Jeśli chodzi o mnie, jestem w stanie przyznać się do błędu. Zacząć rozmowę jako pierwszy i szczerze przeprosić, a następnie zastanowić się, co należy zrobić, aby ponownie nie dochodziło do beznadziejnych sytuacji, które krzywdzą bliskich mi ludzi.
Jestem, bo rozumiem, że każda kłótnia i każdy dzień, w którym się milczy, to kula armatnia wymierzona w nasz wspólny dom. Nie ma związków i relacji, które byłby kuloodporne. Prędzej czy później, wszystko o co się nie dba, zacznie szwankować, sypać się cegiełka po cegiełce, aby w konsekwencji się rozlecieć. Można łatać i próbować naprawiać, ale na jak długo?

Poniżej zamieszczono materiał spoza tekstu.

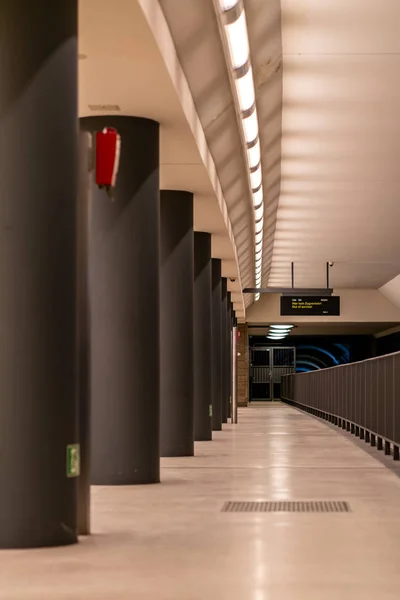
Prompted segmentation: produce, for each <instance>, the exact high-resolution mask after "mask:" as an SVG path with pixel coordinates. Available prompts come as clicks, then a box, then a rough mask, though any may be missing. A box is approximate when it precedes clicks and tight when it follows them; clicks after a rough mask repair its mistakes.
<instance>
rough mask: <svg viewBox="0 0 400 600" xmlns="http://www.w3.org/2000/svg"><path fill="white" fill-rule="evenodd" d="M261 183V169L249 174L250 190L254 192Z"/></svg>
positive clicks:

Kiedy po miesiącu, znów z tego samego powodu podpalamy ląd i o nic nie dbamy?
Tu już nawet nie chodzi o to, aby nauczyć się przepraszać. Przepraszanie jest stosunkowo proste. Tutaj chodzi o to, aby umieć przyznać się przed samym sobą do błędu i wziąć własną część winy na siebie – bez usprawiedliwiania, szukania argumentów na naszą korzyść i oczekiwania, że partner przeprosi pierwszy… a dlaczego by miał? Skoro to my przekroczyliśmy cienką czerwoną linie i pozwoliliśmy sobie na to co nigdy nie powinno paść z naszych ust? Nauczmy się w końcu ze sobą poprawnie komunikować i unikać kłótni – poświęciłem tym zagadnieniom dwa rozdziały w swoim bestsellerowym poradniku dla par, książce „Obowiązki uczuć„.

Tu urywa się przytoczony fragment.